‘Metro, expressway not enough to curb gridlock’
While the metro rail and elevated expressway alleviated congestion in certain parts of the capital, additional initiatives are required to address overall traffic jams, said speakers at a seminar yesterday.
They said the government should focus on expanding public transportation and increase facilities for pedestrians.
They were speaking at a seminar titled "Traffic Jam in Dhaka: The Impact of Metrorail and Elevated Expressway".
Bangladesh Utility Reporters Association organised the programme.
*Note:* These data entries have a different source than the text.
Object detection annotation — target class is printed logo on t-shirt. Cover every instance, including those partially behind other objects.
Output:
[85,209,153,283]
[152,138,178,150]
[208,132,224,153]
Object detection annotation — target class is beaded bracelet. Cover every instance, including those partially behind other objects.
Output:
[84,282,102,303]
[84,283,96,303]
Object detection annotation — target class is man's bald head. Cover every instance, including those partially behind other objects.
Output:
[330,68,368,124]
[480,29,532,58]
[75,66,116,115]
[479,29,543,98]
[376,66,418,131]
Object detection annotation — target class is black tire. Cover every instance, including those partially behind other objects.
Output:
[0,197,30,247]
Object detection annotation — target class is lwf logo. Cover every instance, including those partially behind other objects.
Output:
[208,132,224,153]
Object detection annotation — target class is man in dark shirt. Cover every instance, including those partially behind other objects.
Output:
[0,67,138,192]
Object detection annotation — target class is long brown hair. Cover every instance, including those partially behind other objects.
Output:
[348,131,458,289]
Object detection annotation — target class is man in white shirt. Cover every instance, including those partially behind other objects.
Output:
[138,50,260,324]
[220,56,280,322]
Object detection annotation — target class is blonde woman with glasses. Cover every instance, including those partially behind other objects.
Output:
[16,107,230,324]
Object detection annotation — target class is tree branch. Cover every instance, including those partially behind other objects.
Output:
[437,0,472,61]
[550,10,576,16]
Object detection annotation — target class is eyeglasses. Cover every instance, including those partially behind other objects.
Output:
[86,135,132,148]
Prof Adil Mohammed Khan, president of Bangladesh Institute of Planners, said, "We're experiencing contrasting impacts of the mega projects: traffic jams reduced on some main roads, yet it is acute on alleys and lanes, highlighting the need for a comprehensive plan to alleviate congestion."
He said the implementation of Strategic Transport Plan for Dhaka (STP 2005-25) is yet in the primary phase. Dhaka is the slowest city in the world despite the mega projects, he added.
In the keynote paper, he suggested to extend the elevated expressway to Kutubkhali area from Farmgate. Additionally, he stressed the importance of enhancing public transport and implementing a disciplined traffic system alongside mega projects.
He recommended incorporating the low and middle income people's necessity in taking all plans related to the traffic system.
Kazi Md Shifun Newaz, assistant professor at the Accident Research Institute (ARI) of Buet, said, "To maximise the benefits of the metro rail, certain actions need to be taken such as reducing private car usage in the city, improving the public transport system, and relocating rickshaws away from main roads."
"The traffic system ought to be developed in cooperation with buses and trains, with a crucial focus on overcoming obstacles on footpaths," said LGRD Minister Md Tazul Islam.
He said the growth of per capita income among the populace has increased traffic jams in the cities.
"There is no possibility to reduce the traffic jam overnight. We are working phase by phase. You [people] should recognise the progress and propose realistic recommendations," he added.
He suggested implementing a policy where families are restricted to owning only one car.